The iPad is the new IE6 - ldayley
http://blog.millermedeiros.com/2011/01/ipad-is-the-new-ie6/
======
Yaggo
The title is totally unfair. If iOS 3.x was still widely used in 2020, then
the title would be justified.

> HTML wasn’t created for dynamic/interactive content, it was created to
> present academic documents.

Yep, and the internet was not created for porn, PTFE not for cookware, etc.
Technologies evolve.

> JavaScript performance on iOS is 100x worse than desktop.

No doubt and that's unlikely to change. iPad uses about ~100 times less power
than typical desktop.

> Canvas performance on iOS is so bad that it is barely usable.

Not hardware accelerated == slow on mobile. Hopefully the canvas will be
accelerated, too.

> A lot of people don’t upgrade their software, iOS 3.2 is completely
> different than iOS 4.2 and you should support both.

Should you? We are talking about consumer devices. I think it's totally fair
to ask the user to upgrade their platform (OS/browser) to get new features
(it's free!). That's what Apple is doing, anyway.

> The iOS simulator is different than the actual device.

I agree, would be nice if it emulated the actual performance of iDevice.

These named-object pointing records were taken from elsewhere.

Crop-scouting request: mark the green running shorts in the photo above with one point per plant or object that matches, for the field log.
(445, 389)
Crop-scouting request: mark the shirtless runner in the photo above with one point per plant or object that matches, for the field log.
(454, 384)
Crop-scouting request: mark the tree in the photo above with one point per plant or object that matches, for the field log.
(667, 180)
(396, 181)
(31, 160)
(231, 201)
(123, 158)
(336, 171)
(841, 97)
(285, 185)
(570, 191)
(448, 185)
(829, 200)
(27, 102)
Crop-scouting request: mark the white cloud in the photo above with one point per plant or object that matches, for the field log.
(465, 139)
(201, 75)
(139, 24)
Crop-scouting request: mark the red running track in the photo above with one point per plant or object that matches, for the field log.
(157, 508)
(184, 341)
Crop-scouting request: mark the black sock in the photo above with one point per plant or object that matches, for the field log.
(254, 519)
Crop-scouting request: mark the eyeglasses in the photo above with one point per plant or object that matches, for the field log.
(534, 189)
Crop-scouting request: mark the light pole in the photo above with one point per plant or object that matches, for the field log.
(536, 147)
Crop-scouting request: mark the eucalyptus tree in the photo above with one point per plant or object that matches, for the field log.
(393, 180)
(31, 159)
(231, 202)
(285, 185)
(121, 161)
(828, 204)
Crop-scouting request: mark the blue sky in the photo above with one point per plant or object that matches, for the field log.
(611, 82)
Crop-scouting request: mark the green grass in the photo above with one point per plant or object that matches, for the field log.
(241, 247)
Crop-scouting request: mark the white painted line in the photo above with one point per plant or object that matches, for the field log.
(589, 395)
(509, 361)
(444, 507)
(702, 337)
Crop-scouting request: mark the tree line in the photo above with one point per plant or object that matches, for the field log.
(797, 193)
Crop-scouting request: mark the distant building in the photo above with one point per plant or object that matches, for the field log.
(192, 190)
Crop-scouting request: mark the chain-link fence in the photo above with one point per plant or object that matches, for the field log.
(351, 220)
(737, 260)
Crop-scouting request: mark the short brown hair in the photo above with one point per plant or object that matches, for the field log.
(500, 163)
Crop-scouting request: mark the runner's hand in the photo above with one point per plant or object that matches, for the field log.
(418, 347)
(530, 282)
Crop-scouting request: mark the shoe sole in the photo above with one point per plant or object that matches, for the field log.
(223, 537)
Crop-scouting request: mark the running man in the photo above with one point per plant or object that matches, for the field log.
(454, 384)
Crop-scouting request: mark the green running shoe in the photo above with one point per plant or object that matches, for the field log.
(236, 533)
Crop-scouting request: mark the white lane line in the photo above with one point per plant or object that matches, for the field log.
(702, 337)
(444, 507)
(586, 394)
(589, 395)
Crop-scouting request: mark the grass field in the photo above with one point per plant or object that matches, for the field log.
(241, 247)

> It is very important to note that every single Webkit browser works
> differently and --

That's the curse (or blessing?) of an open source project. Still, WebKit
browsers (eg. Chrome / Safari) differs less than totally different browser
engines. Would you be happier if Chrome had come up with their own engine?

> \-- that older versions of the iOS has many bugs and missing features (the
> new ones as well).

No shit?

> Chrome and Safari have a bunch of rendering problems related with HTML5
> video and CSS3 as well when you start overlaying content and adding CSS
> transitions.

No doubt. That's the price you pay for having multiple implementations of
(loose) spec created by multiple participants. Which is still _far more_
better situation than having one closed implementation created by a single
company for few selected platforms (partially substandard runtimes).

> Android 2.0-2.2 also have many bugs related with HTML5 video.

Not iPad's fault.

> Apple bug tracker sucks, you can’t even see if anyone reported the same bug
> before, I won’t post anything there because of that and because I don’t
> agree with the company policy… -

Apparently Apple too suffers from "big company" syndrome.

> If you are a jerk, I will be a jerk with you as well…

Nice attitude.

> If it works well the end user will not care about which technology was used
> to create it.

Users have no clue, no news here.

> Don’t believe in keynotes, even better, don’t watch them…

Whether you consider it "amazing" or not, arguably Safari for iOS offers the
best browsing experience today in its class (handheld devices) and Apple has
advanced HTML technology a great leap forward.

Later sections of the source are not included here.